Beyond doubt central banks have become more transparent over the past two decades. Publics expect more accountability from government institutions that are, for good reason, insulated from standard political oversight. Central bankers have found that being more open makes their exercise of monetary policy easier. Markets become less skittish the more they know, an assertion backed by a growing body of academic research. Communication improves the predictability of monetary policy, thereby lessening financial market volatility and contributing to a more stable economy. In particular, greater transparency improves central banks’ ability to manage inflation expectations and thus makes inflation less volatile, if not necessarily less persistent.

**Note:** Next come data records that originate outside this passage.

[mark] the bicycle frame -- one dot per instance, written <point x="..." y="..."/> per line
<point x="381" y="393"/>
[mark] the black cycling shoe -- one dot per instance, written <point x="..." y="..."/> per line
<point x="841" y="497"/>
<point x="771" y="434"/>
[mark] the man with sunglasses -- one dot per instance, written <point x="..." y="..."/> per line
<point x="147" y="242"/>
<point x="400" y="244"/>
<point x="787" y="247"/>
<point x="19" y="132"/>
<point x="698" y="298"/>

That benefit of transparency alone should pique the interest of the People’s Bank of China. It is less open, we would hazard, than its counterparts in the other large economies. Government has long preferred more secrecy in monetary policy to less, which leaves it with more flexibility to guide the economy. In the mid-2000s, two economists, Nergiz Dincer and Barry Eichengreen, devised a central bank transparency index covering 100 countries. New Zealand’s central bank was most open, rating a 13.5 on the index, the Bank of England was a 12, the European Central Bank was an 11.5 and the Fed a 9.5, the same as the Bank of Japan. The PBOC came in at 4.5.
That score was a huge improvement on the 1 it had rated at the start of the decade. However, an update in 2009 by Dincer and Eichengreen to their work did little to suggest much change in the absolute rankings or the broad findings that central banks in developed economies that were politically stable tended to be most transparent, and that having a flexible exchange rate was a driver for greater transparency for reasons of public accountability.

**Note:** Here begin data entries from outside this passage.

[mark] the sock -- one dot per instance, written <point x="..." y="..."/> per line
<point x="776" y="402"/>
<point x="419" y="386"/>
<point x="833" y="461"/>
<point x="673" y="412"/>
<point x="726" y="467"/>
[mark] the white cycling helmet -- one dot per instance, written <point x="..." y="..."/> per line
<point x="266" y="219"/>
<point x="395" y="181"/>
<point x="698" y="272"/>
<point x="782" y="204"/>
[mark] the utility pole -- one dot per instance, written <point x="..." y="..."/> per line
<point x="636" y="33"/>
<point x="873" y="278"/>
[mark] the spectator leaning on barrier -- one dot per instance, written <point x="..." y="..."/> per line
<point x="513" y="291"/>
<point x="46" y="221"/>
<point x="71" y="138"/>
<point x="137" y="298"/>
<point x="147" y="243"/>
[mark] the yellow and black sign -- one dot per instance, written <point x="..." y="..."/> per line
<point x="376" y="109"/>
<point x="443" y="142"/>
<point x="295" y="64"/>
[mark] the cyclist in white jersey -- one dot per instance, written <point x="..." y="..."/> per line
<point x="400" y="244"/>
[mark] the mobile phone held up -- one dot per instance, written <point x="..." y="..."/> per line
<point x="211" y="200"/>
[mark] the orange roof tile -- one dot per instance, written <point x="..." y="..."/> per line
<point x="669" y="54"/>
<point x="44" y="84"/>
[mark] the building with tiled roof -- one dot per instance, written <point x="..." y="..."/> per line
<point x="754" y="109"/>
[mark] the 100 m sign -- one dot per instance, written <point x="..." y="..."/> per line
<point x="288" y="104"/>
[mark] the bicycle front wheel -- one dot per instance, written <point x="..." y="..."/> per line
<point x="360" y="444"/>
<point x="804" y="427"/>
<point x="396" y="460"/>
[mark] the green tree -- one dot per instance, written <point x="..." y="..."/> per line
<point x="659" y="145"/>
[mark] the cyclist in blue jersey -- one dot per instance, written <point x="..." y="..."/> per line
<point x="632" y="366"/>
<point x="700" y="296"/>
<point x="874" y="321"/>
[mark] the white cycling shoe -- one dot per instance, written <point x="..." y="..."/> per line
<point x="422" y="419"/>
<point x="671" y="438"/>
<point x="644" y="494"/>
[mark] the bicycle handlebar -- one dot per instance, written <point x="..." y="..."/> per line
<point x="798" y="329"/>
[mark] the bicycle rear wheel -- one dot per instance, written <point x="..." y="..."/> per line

The PBOC publishes an every wider range of data and reports on its web site as befits the increasingly central role it has taken in the macro management of the economy in the 2000s, but recent research by German economist Rolf Knütter and colleagues finds that statements and press conferences are more effective than long written reports in communicating a central bank’s intentions to financial markets. Hence the bookish and, for a central banker, limelight loving Bernanke’s decision. Press conferences tend to pull out the whys of policymaking, to augment the published whats. The PBOC is reckoned to be better at revealing the whats than the whys; its economic transparency is greater than its policy transparency which in turn is greater than its procedural transparency.
The PBOC has alternative channels of internal guidance to domestic financial institutions and markets. As those internationalize and liberalize, those channels will be increasingly inadequate channels of communication. One example that has has market participants complaining about the PBOC’s transparency weaknesses is the current round of monetary tightening. The first rise in the current series of interest rate increases last October caught money markets off-guard, as did many of the subsequent rate rises and increases in banks’ reserve ratios. Volatility in money market rates has increased in the face of market uncertainty about the central bank’s tightening intentions. The surprise rate rise announced just ahead of New Year, a time when cash is in high demand, caused the benchmark money market rates to spike by a record amount (242 basis point in one day). This forced the PBOC to inject cash into the money markets, negating its attempts to dampen inflation by mopping up liquidity though raising reserve requirements.
Similarly, as the exchange rate for the yuan becomes more flexible, that will enhance the independence of monetary policy and thus the importance of transparency to increase policy credibility and the central bank’s management of inflation expectations. The transparency of the PBOC could prove an informal indicator of the progress of market-oriented reforms in monetary policy.
Not all economists believe that greater transparency is an unalloyed public good. If it reveals divisions among policy makers or a low degree of confidence in the basis of monetary policy decisions, that can rattle markets. Central banks have more information about an economy than most investors. If investors doubt the robustness of the data or the analysis on which those decisions are being made, it can alter inflation expectations. That could have a direct impact on long-term interest rates, which in turn could determine the path of current and future consumption and investment.
In the event of a speculative attack on a currency, transparency can become an even more dangerous double-edged sword. Wharton finance professor Itay Goldstein and colleagues found that if all speculators in financial markets perfectly understand a central bank’s future course of action, the central bank may not get back market signals as good as it needs in making policy decisions. That risks policy mistakes. What central bankers then need to do, Goldstein suggests, is to surround their signals with some noise, so there are conflicting interpretations of what a central bank’s intentions truly are. That bit of greater transparency, at least, Beijing’s policymakers appear to have perfected.
Overall, the benefits of more transparency to central banks are greater than the risks. The Fed’s Bernanke is playing catch-up to his European counterparts. The PBOC has even more ground to make up.